Say we want just the top few entries of each posting lists. If we use method 4, the worker can trim the results and return early. It can iterate over RocksDB until it gets enough results per posting list, and return.

However, for the other methods that sort B, this is a lot harder. You can’t really do any trimming. For example, A_0=(0,1,2,3,4,5,6,7,8,9,10) and A_1=(11). We ask for just one result. B=(0,1,2,3,4,5,6,7,8,9,10,11). Say when sorted by dob, the order doesn’t change. If we want the top result for A_1, we have to return the full sorted B. If the worker sorts each posting list, then it could have just returned (0) for sorting A_0 and (11) for sorting A_1.

Questions

Am I missing something basic here? Do you all have some other approaches in mind? I am leaning towards Method 4. It can be worse by a log factor, which I thought is palatable given that pagination can sometimes save a lot of work.
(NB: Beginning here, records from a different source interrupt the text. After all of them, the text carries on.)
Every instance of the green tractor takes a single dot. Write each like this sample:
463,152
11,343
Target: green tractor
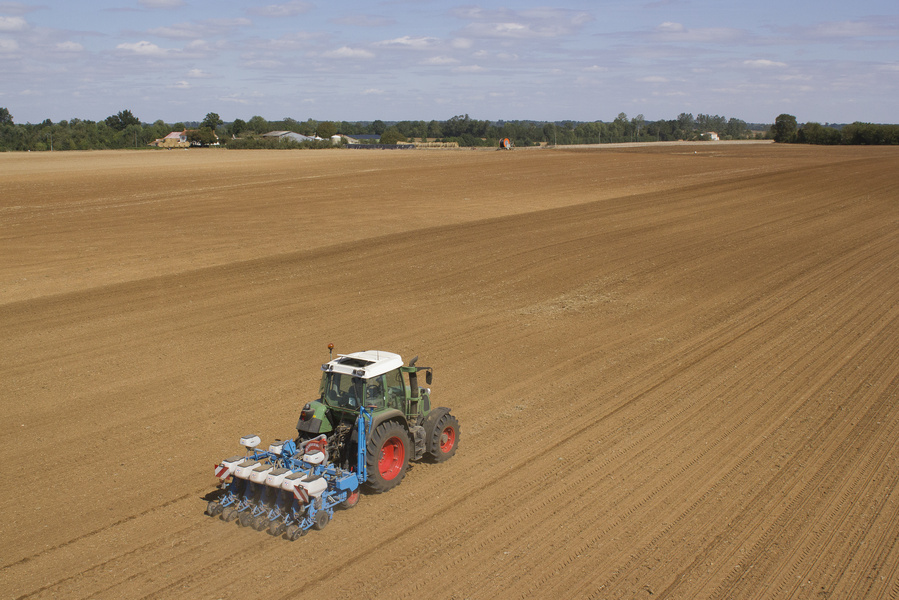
374,394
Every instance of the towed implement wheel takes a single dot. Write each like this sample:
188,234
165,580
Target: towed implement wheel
387,456
295,532
445,438
352,500
321,519
245,519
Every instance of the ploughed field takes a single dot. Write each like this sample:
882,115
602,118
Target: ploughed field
676,368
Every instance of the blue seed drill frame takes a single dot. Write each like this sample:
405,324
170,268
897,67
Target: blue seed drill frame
288,490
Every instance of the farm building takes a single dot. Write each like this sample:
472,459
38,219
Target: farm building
290,135
176,139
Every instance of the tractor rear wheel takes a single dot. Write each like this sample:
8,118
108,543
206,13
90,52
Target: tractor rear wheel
445,438
387,456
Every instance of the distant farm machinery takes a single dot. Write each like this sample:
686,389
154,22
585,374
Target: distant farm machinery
370,419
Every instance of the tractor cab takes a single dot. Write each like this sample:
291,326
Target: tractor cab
374,379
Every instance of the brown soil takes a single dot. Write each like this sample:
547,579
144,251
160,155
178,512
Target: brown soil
675,368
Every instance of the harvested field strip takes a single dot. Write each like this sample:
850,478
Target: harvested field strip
675,373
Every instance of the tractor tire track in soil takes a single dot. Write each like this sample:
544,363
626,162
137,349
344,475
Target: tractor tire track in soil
675,372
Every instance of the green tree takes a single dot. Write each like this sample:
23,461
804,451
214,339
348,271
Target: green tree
257,124
237,125
326,129
212,121
122,120
391,136
784,129
203,136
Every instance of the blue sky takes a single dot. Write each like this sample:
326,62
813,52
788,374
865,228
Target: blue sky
176,60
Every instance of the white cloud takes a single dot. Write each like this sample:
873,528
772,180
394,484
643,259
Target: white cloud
764,64
409,42
161,3
16,8
676,32
10,24
364,21
288,9
206,28
144,48
347,52
69,47
440,61
469,69
524,24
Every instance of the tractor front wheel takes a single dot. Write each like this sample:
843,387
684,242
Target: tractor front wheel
445,438
387,456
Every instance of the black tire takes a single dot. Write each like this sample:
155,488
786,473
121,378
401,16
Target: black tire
387,456
321,519
444,439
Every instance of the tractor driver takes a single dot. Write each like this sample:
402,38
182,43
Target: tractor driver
355,392
374,392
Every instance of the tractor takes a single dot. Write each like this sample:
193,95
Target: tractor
403,425
370,419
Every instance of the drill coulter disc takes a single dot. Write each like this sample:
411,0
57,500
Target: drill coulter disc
229,514
214,509
276,528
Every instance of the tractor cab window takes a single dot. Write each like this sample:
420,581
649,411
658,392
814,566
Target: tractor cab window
374,392
341,390
395,390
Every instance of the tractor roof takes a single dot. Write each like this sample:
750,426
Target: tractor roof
369,363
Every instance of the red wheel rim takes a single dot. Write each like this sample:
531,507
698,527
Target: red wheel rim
393,454
447,439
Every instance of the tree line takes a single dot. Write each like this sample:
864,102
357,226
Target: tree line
786,130
125,130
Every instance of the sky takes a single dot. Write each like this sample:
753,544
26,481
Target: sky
345,60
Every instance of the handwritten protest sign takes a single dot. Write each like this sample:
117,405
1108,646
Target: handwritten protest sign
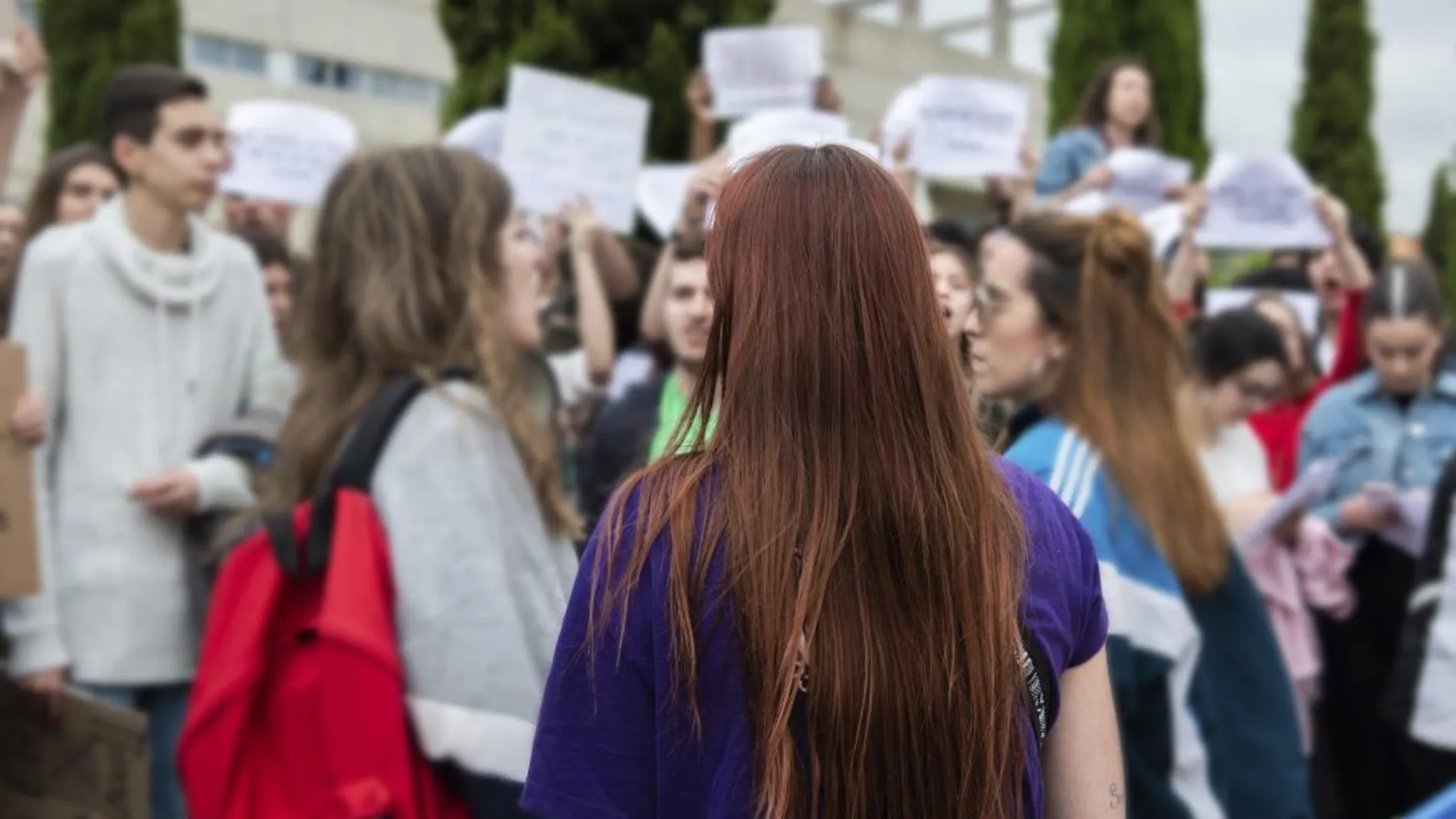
19,563
90,762
1261,202
567,137
970,127
756,69
286,150
785,127
480,133
1143,176
661,192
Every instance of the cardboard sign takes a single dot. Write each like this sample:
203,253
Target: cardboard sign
89,764
19,562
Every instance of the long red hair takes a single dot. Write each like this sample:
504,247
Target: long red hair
851,503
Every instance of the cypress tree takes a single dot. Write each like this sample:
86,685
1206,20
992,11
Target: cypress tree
1441,215
1164,34
1333,137
87,41
645,47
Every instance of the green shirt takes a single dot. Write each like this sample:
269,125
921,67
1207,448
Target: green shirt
669,412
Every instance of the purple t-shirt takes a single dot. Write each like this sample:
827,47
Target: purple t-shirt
612,744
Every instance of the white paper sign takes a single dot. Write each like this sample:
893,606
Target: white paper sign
567,137
1412,511
661,194
785,127
1261,202
970,127
1142,178
480,134
1305,304
756,69
1165,226
900,121
286,152
1308,488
What do you all think? @core-devs

(In another post, I can write about whether we want to keep keys of index in memory.)

So, in this case, the worker is going to not just return the sorted list, it’s going to return the indices of the sorted list. It’s not going to be that exact.

Sorting is essentially 2 step stage. First stage is to get a list of results which would be granular at the bucket level, i.e. we always pick up all intersections from a bucket. Because entities are sorted by uid in the bucket, and not by the specified sort order. So, we pick them all, and then send them out to the worker which contains the dob. This worker would then retrieve their dob, sort them, and trim the list down to the requested number N. Note that this N will almost always be lower than the initial sent list. So, we should not just return indices, we should return the actual final list.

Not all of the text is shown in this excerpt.